During the next few months, she'll focus on getting the online shop up and running and doing promotion work by partnering with animal networks like BWC. “I plan to network a lot and get it to spread via word of mouth. If I spend a whole pile on advertising then the price will go up, and I don't want to do that.”
[EMBEDDED]Townshend notes that the other part of the thinking behind Harmless House was that it could support Fairly Wild financially.
“They work so well together; the people that go to these game farms and spas will want to buy products that are green and cruelty-free. It's a combination of the two things I'm really interested in. I know it'll take time, but I'm okay with that.”
Townshend says she knows she's lucky to have “very generous parents” who are funding the project until she can generate a turnover. “I have great faith in these products, and once people begin knowing what's in their products and start opening their minds, it can't fail.
“It's not about getting everyone to understand the whole spectrum of environmental issues, but about getting them to understand one aspect - to know what products they use, and what goes into them.”

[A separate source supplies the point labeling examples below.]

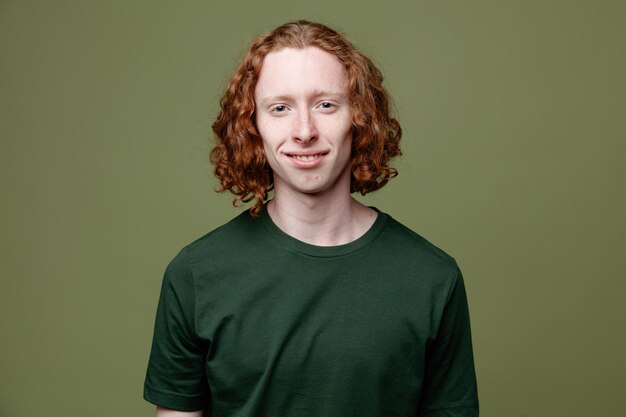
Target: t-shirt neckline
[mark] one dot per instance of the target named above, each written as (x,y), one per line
(296,245)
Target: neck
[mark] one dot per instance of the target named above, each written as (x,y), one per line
(321,220)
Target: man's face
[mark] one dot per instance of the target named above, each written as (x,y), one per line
(303,116)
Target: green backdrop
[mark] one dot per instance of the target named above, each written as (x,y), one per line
(514,115)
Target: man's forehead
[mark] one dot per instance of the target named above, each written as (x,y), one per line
(303,72)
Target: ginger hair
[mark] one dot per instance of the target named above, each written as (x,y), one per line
(239,158)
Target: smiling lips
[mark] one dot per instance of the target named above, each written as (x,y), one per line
(307,160)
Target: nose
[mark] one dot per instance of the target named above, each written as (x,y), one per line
(304,130)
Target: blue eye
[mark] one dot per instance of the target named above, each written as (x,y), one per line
(280,109)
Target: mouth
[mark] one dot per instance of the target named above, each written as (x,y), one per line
(306,158)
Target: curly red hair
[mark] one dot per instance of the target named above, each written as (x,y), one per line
(239,159)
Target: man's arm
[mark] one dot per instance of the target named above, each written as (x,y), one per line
(166,412)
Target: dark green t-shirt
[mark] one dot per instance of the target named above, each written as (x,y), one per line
(252,322)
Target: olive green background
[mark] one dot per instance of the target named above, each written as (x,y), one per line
(514,117)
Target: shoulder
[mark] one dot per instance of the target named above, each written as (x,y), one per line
(410,242)
(408,251)
(220,244)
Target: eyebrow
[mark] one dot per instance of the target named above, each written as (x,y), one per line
(313,95)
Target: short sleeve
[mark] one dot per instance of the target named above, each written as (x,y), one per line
(450,380)
(176,375)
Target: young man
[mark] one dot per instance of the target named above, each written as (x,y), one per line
(310,304)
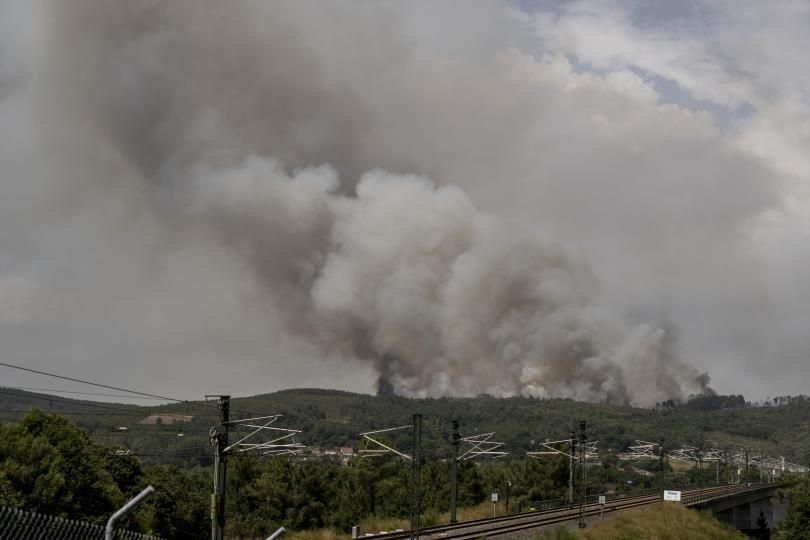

She hopes Harmless House will both educate people about compassionate shopping, and give them the ability to act on it. “The little birds in the Harmless House logo also stand for freedom of choice; to choose the right option.”
In some ways, her story echoes the message found on the Environmental Toothbrush: “The hundreds of choices we make each day impact the environment. Sometimes it's a big decision... sometimes it's as small as changing your toothbrush.”
And sometimes it's taking the leap and starting a small but passion-driven business online.